STANKEVITCH Nikolaï Vladimirovitch (1813-1840). Philosophe idéaliste russe, qui a joué un rôle marquant dans le cercle philosophique de Moscou des années 30, appelé « cercle Stankévitch » (Stankévitch, Biélinski — V., Aksakov, Botkine, Bakounine — V.).

Outre un travail d’étudiant sur l’histoire, une tragédie écrite dans sa jeunesse, des vers et des traductions, il a laissé des fragments d’ouvrages philosophiques : « Ma métaphysique » et « De l’attitude de la philosophie envers l’art ». Sa « Correspondance » publiée en 1857, est l’œuvre qui caractérise le mieux ses conceptions sociales, politiques et philosophiques.

Appartenant lui-même à la noblesse, il condamnait le servage et l’idéologie réactionnaire des milieux officiels. Il estimait que l’abolition du servage pouvait se faire graduellement par la voie pacifique. Cette position modérée déterminait aussi ses conceptions philosophiques.

Mettant au premier plan les problèmes de l’instruction, de l’« éducation du genre humain », il voyait dans la philosophie un moyen de perfectionner les hommes au point de vue « moral » et « intellectuel ».

Stankévitch professait un idéalisme « objectif » de caractère religieux. Il a émis des idées sur l’enchaînement universel des phénomènes et sur le développement, mais sa dialectique était idéaliste. Il affirmait que l’harmonie règne dans le monde.

Contrairement aux idéalistes allemands, il attachait une grande importance aux connaissances expérimentales. Vers la fin de sa vie, il se prononça pour une liaison plus étroite de la philosophie et de la pratique. La science, écrivait-il, « doit devenir action, disparaître en elle ».

Son éthique s’édifie sur le principe de l’« amour » et la négation de l’égoïsme. Il tranchait les problèmes de l’esthétique conformément à ses principes philosophiques et éthiques. D’après lui, l’art, lié intimement à la religion, doit se borner à perfectionner l’homme, à former en lui les sentiments de l’amour.

Dans les conditions de la pire réaction qui a suivi le soulèvement des décembristes (V.), les idées philosophiques et sociales de Stankévitch, malgré leur idéalisme et leur éloignement de toute action révolutionnaire, avaient une portée progressive et l’opposaient au camp des réactionnaires féodaux.

STASSOV Vladimir Vassiliévitch (1824-1906). Eminent théoricien et historien de l’art, critique d’art et de musique. Avant terminé l’Ecole de droit, il travailla dès 1857 à la Bibliothèque publique de Pétersbourg.

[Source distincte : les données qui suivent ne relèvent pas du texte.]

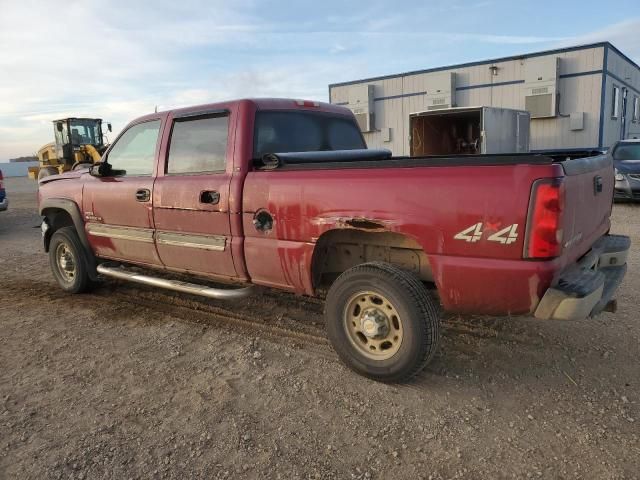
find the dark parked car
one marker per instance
(4, 201)
(626, 160)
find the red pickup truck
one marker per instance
(284, 194)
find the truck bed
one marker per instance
(383, 159)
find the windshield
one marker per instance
(295, 131)
(84, 132)
(627, 151)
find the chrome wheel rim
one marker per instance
(66, 262)
(373, 325)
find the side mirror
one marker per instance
(104, 169)
(97, 170)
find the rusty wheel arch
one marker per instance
(364, 241)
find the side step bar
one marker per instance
(176, 285)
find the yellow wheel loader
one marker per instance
(79, 144)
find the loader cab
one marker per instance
(72, 133)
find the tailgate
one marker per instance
(588, 188)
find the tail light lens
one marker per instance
(544, 225)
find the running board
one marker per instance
(176, 285)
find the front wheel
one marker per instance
(68, 261)
(381, 321)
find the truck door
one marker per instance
(191, 196)
(118, 209)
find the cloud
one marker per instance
(120, 59)
(624, 35)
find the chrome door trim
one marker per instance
(204, 242)
(121, 233)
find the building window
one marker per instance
(615, 106)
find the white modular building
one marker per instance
(582, 97)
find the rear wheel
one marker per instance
(382, 322)
(68, 261)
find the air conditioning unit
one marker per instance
(441, 91)
(541, 86)
(360, 102)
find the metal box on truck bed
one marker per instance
(469, 130)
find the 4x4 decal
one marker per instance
(472, 234)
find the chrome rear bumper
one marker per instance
(587, 287)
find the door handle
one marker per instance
(210, 196)
(143, 195)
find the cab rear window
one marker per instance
(295, 131)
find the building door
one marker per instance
(191, 197)
(624, 114)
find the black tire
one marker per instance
(65, 243)
(420, 324)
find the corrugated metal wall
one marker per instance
(580, 87)
(621, 74)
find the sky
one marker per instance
(118, 60)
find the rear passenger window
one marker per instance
(198, 145)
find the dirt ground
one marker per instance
(128, 382)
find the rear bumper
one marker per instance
(586, 287)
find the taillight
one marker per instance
(307, 103)
(544, 224)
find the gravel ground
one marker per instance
(128, 382)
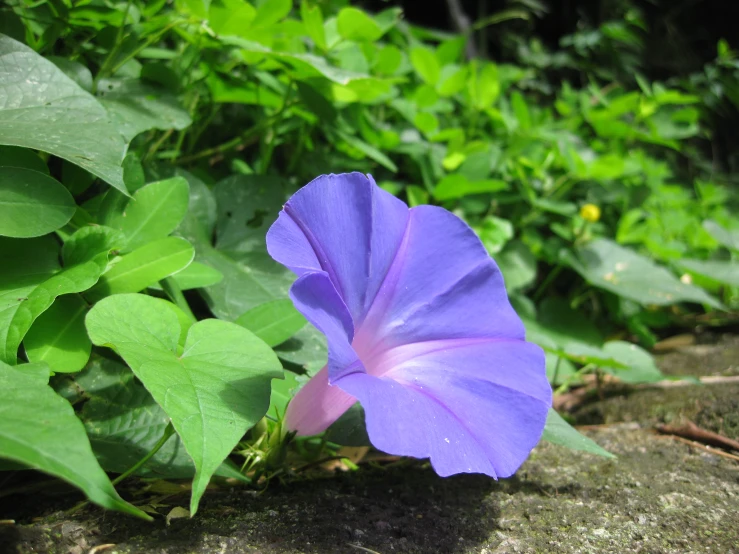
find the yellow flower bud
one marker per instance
(590, 212)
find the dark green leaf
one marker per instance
(39, 429)
(558, 431)
(274, 322)
(32, 203)
(37, 103)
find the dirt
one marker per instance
(659, 495)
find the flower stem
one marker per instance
(168, 432)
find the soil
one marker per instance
(659, 496)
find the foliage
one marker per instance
(146, 147)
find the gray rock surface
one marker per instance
(659, 495)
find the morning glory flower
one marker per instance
(419, 329)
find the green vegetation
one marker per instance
(146, 147)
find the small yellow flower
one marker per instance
(590, 212)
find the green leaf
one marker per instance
(558, 431)
(518, 265)
(15, 156)
(639, 364)
(143, 267)
(29, 286)
(32, 203)
(521, 110)
(304, 65)
(274, 322)
(39, 429)
(37, 103)
(727, 237)
(494, 233)
(270, 12)
(197, 275)
(457, 185)
(58, 336)
(124, 423)
(369, 151)
(354, 24)
(136, 107)
(484, 85)
(153, 213)
(282, 392)
(609, 266)
(250, 276)
(214, 392)
(426, 65)
(723, 271)
(313, 22)
(307, 348)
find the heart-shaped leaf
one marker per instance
(153, 213)
(58, 336)
(32, 203)
(30, 284)
(124, 423)
(144, 266)
(214, 392)
(43, 109)
(39, 429)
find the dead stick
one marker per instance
(691, 431)
(706, 448)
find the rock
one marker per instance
(659, 496)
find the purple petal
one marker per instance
(470, 406)
(315, 297)
(316, 406)
(442, 285)
(419, 327)
(345, 226)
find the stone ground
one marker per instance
(659, 495)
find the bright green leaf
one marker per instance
(727, 237)
(29, 286)
(518, 265)
(153, 213)
(457, 185)
(274, 322)
(197, 275)
(282, 392)
(723, 271)
(270, 12)
(558, 431)
(354, 24)
(609, 266)
(124, 423)
(39, 429)
(58, 336)
(143, 267)
(136, 107)
(313, 22)
(32, 203)
(426, 65)
(15, 156)
(214, 392)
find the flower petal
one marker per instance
(345, 226)
(315, 297)
(477, 419)
(316, 406)
(442, 285)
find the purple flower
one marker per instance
(419, 329)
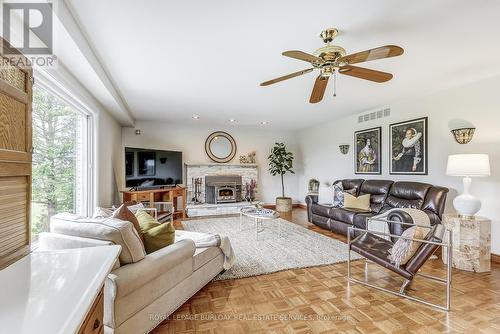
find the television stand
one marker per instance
(176, 195)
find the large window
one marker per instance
(61, 155)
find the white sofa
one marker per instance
(138, 296)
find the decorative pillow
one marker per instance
(124, 213)
(156, 235)
(119, 232)
(102, 212)
(338, 195)
(403, 250)
(361, 203)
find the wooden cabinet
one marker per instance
(176, 195)
(93, 323)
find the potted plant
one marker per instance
(280, 163)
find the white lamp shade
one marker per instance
(468, 165)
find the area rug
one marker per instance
(296, 247)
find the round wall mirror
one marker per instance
(220, 147)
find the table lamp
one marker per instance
(467, 165)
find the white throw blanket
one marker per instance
(404, 249)
(203, 240)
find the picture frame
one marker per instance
(368, 151)
(408, 147)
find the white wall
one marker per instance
(108, 164)
(190, 139)
(478, 103)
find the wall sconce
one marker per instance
(344, 149)
(463, 135)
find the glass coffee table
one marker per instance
(259, 215)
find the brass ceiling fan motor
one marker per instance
(330, 59)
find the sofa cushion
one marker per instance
(351, 186)
(407, 195)
(119, 232)
(360, 203)
(124, 213)
(321, 209)
(156, 235)
(132, 287)
(435, 200)
(361, 218)
(378, 190)
(321, 221)
(204, 255)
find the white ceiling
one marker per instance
(170, 60)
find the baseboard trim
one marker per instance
(495, 258)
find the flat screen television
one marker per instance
(146, 168)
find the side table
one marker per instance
(471, 242)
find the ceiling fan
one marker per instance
(333, 58)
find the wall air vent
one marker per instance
(374, 115)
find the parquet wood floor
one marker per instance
(319, 300)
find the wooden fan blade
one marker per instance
(372, 54)
(319, 89)
(365, 73)
(286, 77)
(302, 56)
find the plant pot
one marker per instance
(283, 204)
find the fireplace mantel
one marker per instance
(220, 165)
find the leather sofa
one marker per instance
(385, 195)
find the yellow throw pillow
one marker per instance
(361, 203)
(156, 235)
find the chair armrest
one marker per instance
(55, 241)
(130, 277)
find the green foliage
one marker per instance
(55, 129)
(280, 163)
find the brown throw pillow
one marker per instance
(124, 213)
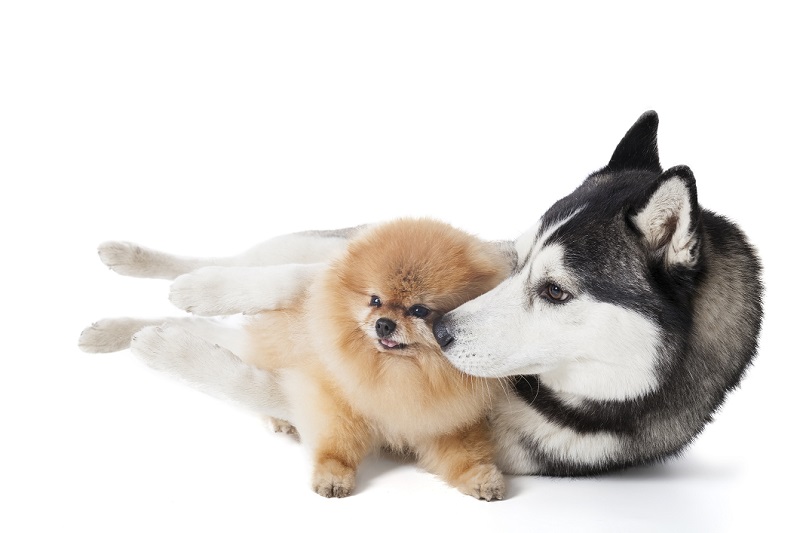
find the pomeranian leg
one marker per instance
(112, 334)
(465, 460)
(338, 446)
(131, 259)
(213, 291)
(210, 368)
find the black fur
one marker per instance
(710, 311)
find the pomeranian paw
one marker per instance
(177, 351)
(334, 480)
(108, 335)
(282, 426)
(484, 482)
(125, 258)
(205, 292)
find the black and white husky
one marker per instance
(630, 314)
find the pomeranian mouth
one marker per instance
(390, 344)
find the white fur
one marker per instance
(134, 260)
(514, 417)
(212, 291)
(209, 367)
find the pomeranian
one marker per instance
(361, 369)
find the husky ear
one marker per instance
(638, 150)
(668, 220)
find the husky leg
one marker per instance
(130, 259)
(214, 291)
(210, 368)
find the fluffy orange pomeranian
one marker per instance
(361, 369)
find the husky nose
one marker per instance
(440, 331)
(384, 327)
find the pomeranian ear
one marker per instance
(668, 220)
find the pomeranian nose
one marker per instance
(384, 327)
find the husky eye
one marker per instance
(419, 311)
(555, 293)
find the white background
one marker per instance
(206, 127)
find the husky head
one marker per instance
(597, 303)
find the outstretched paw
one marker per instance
(207, 292)
(177, 351)
(109, 335)
(137, 261)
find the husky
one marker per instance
(630, 313)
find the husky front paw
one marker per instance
(209, 291)
(334, 480)
(109, 335)
(484, 482)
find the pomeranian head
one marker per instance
(397, 278)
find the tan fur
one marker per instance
(349, 394)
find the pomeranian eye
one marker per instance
(419, 311)
(555, 294)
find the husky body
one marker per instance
(630, 314)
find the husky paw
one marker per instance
(484, 482)
(108, 335)
(207, 292)
(334, 480)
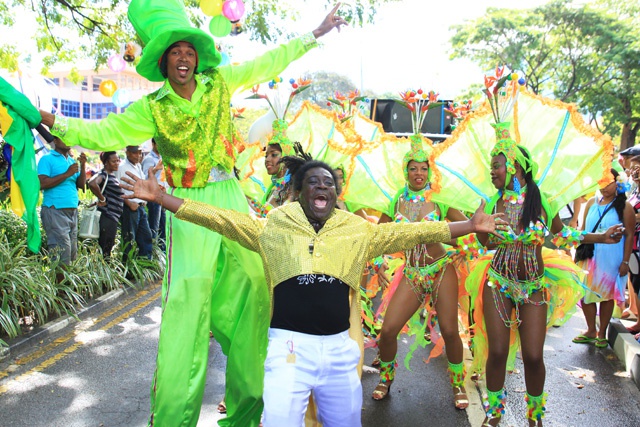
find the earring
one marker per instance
(516, 184)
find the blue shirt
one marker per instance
(150, 161)
(65, 194)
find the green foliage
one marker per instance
(35, 288)
(12, 228)
(28, 289)
(585, 53)
(71, 30)
(324, 86)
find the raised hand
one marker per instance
(330, 22)
(73, 169)
(614, 234)
(145, 189)
(485, 223)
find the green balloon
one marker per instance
(220, 26)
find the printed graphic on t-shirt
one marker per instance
(307, 279)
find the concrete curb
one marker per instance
(626, 348)
(31, 338)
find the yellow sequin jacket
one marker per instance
(289, 246)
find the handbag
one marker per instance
(89, 226)
(586, 250)
(634, 263)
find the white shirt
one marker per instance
(136, 169)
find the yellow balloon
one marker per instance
(108, 87)
(211, 7)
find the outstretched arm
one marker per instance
(240, 227)
(330, 22)
(275, 61)
(134, 126)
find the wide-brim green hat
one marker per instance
(161, 23)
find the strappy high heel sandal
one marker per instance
(376, 361)
(491, 421)
(460, 398)
(382, 390)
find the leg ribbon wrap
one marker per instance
(495, 403)
(388, 370)
(457, 372)
(536, 405)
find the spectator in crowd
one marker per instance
(106, 188)
(60, 177)
(313, 256)
(220, 286)
(570, 213)
(153, 162)
(134, 222)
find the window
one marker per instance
(70, 108)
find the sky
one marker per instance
(406, 48)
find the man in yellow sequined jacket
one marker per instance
(212, 283)
(313, 255)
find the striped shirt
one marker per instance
(113, 194)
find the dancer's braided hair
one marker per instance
(299, 165)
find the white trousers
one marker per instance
(299, 364)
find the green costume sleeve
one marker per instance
(266, 66)
(116, 131)
(242, 228)
(17, 117)
(19, 103)
(390, 238)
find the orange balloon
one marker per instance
(108, 87)
(211, 7)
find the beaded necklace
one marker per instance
(504, 272)
(419, 196)
(412, 202)
(513, 197)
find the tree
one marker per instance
(324, 86)
(581, 53)
(75, 29)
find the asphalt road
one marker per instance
(98, 372)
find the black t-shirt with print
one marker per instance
(314, 304)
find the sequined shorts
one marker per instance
(518, 291)
(423, 279)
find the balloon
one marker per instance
(108, 87)
(116, 63)
(211, 7)
(219, 26)
(130, 51)
(233, 9)
(225, 58)
(261, 129)
(121, 98)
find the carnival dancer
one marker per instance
(313, 255)
(427, 277)
(521, 287)
(220, 287)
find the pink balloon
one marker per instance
(116, 63)
(233, 10)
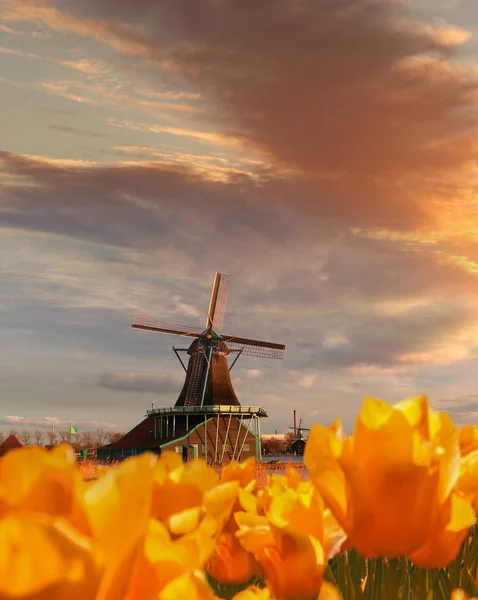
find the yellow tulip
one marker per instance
(468, 439)
(160, 561)
(388, 485)
(119, 508)
(293, 563)
(468, 480)
(460, 595)
(43, 481)
(452, 526)
(329, 592)
(44, 558)
(230, 563)
(178, 486)
(254, 593)
(191, 586)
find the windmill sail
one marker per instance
(217, 304)
(251, 347)
(196, 376)
(148, 324)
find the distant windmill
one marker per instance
(298, 445)
(207, 392)
(298, 430)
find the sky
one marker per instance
(320, 152)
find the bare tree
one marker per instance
(38, 437)
(25, 436)
(114, 436)
(99, 437)
(87, 441)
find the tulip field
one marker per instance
(387, 512)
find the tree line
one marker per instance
(88, 440)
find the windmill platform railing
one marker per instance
(243, 411)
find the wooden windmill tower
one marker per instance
(298, 445)
(207, 419)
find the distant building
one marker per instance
(9, 444)
(279, 437)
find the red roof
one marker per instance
(11, 442)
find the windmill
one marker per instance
(298, 445)
(207, 374)
(207, 419)
(298, 430)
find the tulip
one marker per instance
(254, 593)
(293, 563)
(45, 482)
(230, 563)
(460, 595)
(44, 558)
(390, 484)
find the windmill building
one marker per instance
(207, 420)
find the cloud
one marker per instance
(76, 131)
(463, 409)
(17, 422)
(306, 382)
(384, 129)
(141, 383)
(253, 374)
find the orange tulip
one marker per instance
(460, 595)
(468, 438)
(254, 593)
(43, 557)
(390, 484)
(43, 481)
(293, 563)
(468, 480)
(230, 563)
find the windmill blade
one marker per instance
(193, 394)
(257, 348)
(217, 304)
(147, 324)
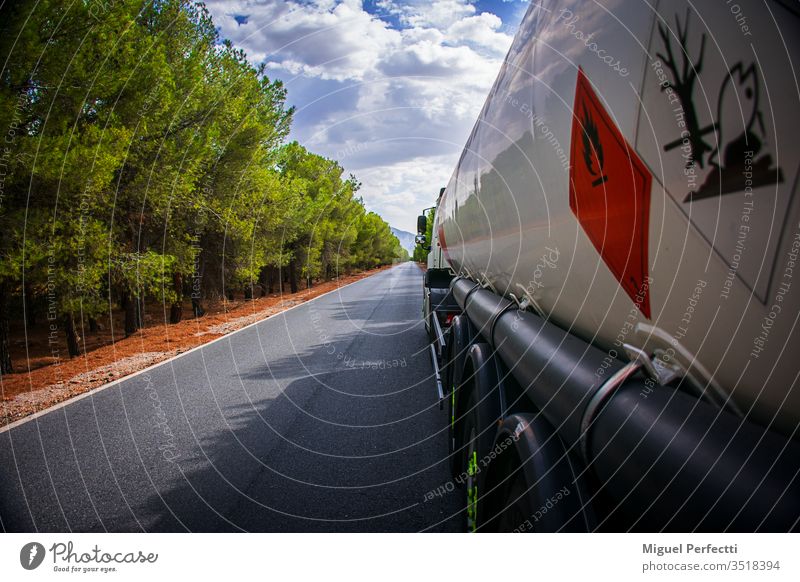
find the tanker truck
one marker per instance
(610, 292)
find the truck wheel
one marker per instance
(533, 484)
(481, 388)
(460, 336)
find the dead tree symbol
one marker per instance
(683, 80)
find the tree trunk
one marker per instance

Adepte de l’esthétique matérialiste de Biélinski (V.) et de Tchernychevski (V.), Stassov fut un champion des tendances démocratiques progressistes de l’art russe, un propagandiste conséquent de l’école réaliste nationale.

A la suite de Tchernychevski, il voit dans l’art le reflet de la réalité et exige qu’une œuvre d’art reproduise et explique la vie, qu’elle condamne tout ce qui est périmé, réactionnaire et qui empêche la marche en avant. Idéologue du réalisme critique, Stassov considérait l’art comme une force puissante dans la lutte pour la refonte démocratique de la société.

En combattant résolument le cosmopolitisme dans l’art, il luttait inlassablement pour l’essor de l’art national russe, pour son caractère populaire. Il soulignait que l’art est impuissant lorsqu’il ne prend pas racine dans la vie du peuple. Stassov croyait fermement que le développement d’une école artistique nationale inspirée des intérêts et des besoins des grandes masses populaires est l’unique voie de l’épanouissement de l’art.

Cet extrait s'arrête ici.